The authors of the AIRWAY-2 Trial, published in 2018, looked at whether a supraglottic i-gel vs an endotracheal tube improved modified Rankin Scores. They found that there was no difference in the modified Rankin Score at hospital discharge or 30 days but this new paper published September 2020 looked at outcomes at 3 and 6 months after out-of-hospital cardiac arrest (OHCA).

The Paper

JR, Lazaroo MJ, Clout M, et al. Randomized Trial of the i-gel Supraglottic Airway Device Versus Tracheal Intubation During Out of Hospital Cardiac Arrest (AIRWAYS-2): Patient Outcomes at Three and Six Months [published online ahead of print, 2020 Sep 30]. Resuscitation. 2020;S0300-9572(20)30490-1. doi:10.1016/j.resuscitation.2020.09.026. PMID: 33010371.

What did they do?

This is a cluster randomized control trial that evaluated the use of either an SGA device or TI for OHCA. 4 EMS agencies in England enlisted 759 paramedics to utilize i-gel SGA devices and 764 paramedics to utilize traditional oral intubation. The original AIRWAYS-2 paper published in 2018, looked at the immediate results of a modified Rankin Score at hospital discharge or 30 days after OHCA. This newly published paper asked survivors to complete questionnaires at 3 and 6 months. Outcomes were analyzed using regression methods.

Inclusion Criteria:

  • 18 years of age or older
  • Non-traumatic OHCA
  • Attended by a paramedic participating in the trial who was either the first or second paramedics to arrive at the patient’s side
  • Resuscitation commenced or continued by paramedics or EMS personnel

Exclusion Criteria:

  • Detained in the prison system
  • Previously recruited in trial
  • Resuscitation deemed inappropriate
  • Advanced airway already in place when a paramedic participating in the trial arrived at the patient’s side
  • Know to be already enrolled in another pre-hospital RCT
  • Patient mouth opening <2cm

What were the outcomes?

“767/9296 (8.3%) enrolled patients survived to 30 days/hospital discharge and 317/767 survivors (41.3%) consented and were followed-up to six months. No significant differences were found between the two treatment groups in the primary outcome measure (mRS score: 3 months: odds ratio (OR) for good recovery (i-gel/TI, OR) 0.89, 95% CI 0.69-1.14; 6 months OR 0.91, 95% CI 0.71-1.16). EQ-5D-5L scores were also similar between groups and sensitivity analyses did not alter the findings.”

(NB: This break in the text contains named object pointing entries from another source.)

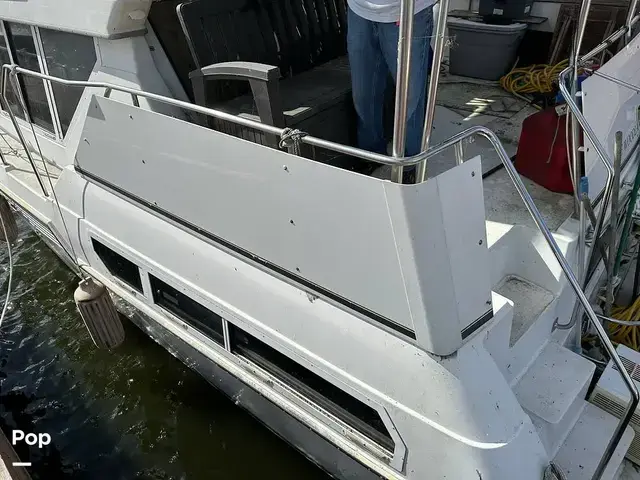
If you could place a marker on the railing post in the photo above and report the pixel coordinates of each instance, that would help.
(407, 7)
(441, 25)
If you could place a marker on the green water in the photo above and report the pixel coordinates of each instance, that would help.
(135, 413)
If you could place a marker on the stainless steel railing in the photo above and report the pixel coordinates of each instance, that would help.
(599, 148)
(576, 113)
(454, 141)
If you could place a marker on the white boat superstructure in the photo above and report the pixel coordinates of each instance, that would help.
(383, 329)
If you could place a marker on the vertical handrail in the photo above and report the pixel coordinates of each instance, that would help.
(441, 25)
(630, 14)
(602, 154)
(403, 70)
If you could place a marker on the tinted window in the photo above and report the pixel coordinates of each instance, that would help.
(118, 266)
(165, 23)
(10, 94)
(183, 307)
(72, 57)
(25, 55)
(350, 410)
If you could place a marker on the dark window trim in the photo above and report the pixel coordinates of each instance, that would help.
(324, 394)
(185, 308)
(104, 252)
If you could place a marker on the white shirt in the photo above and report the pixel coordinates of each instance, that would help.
(383, 11)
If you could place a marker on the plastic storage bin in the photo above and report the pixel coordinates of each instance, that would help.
(483, 51)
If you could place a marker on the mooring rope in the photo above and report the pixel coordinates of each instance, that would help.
(6, 300)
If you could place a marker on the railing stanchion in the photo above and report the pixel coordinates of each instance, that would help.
(438, 49)
(405, 35)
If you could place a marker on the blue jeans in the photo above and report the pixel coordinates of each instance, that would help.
(373, 54)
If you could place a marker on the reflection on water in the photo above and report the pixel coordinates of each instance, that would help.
(135, 413)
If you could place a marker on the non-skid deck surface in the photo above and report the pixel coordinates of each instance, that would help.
(503, 204)
(529, 301)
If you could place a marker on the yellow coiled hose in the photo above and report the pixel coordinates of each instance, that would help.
(533, 79)
(628, 335)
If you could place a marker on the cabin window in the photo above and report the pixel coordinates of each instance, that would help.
(72, 57)
(9, 93)
(182, 306)
(118, 266)
(332, 399)
(165, 23)
(33, 89)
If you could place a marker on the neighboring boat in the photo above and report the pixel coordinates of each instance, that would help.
(384, 330)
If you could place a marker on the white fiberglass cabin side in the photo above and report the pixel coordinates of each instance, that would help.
(382, 329)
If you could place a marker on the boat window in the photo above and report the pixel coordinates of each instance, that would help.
(25, 55)
(5, 59)
(166, 26)
(72, 57)
(187, 309)
(118, 266)
(332, 399)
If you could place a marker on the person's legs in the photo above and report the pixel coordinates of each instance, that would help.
(420, 65)
(368, 80)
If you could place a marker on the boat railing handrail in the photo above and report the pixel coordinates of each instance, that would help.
(601, 152)
(453, 141)
(605, 195)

What were the limitations?

  • Relatively few survivors in the study
  • Reliance on participants willingness to complete and return questionnaires
  • Only 41.3% of survivors were followed for 6 months
  • More paramedics allocated to i-gel than allocated to use TI
    • These paramedics were volunteers, thus limiting the generalizability of the results

The Authors’ Conclusions

“Longer-term follow-up confirmed the results of the AIRWAYS-2 primary analysis. There were no significant differences in functional outcome or quality of life between the i-gel SGA and TI groups at three and six months after OHCA. This suggests that our initially reported findings are robust over time.”

The Debrief

OHCA research is fraught with limitations and developing an ideal methodology can be challenging. I believe the authors of the AIRWAY-2 trial did a fantastic job of doing their best to put together a data set that helps answer the question if SGAs vs endotracheal intubation made a difference in post OHCA survivors’ modified Rankin Score. I believe that every OHCA scenario is very different. In patients that have large amounts of emesis or other debris in the airway, a supraglottic airway may be challenging to manage and maintain patency. In other scenarios, a supraglottic airway device may be easily placed which may limit the time endotracheal intubation. At the end of the day, this paper does a nice job of allowing us to make a choice of what’s right for our patient/scenario and either airway adjunct is acceptable for long term outcomes.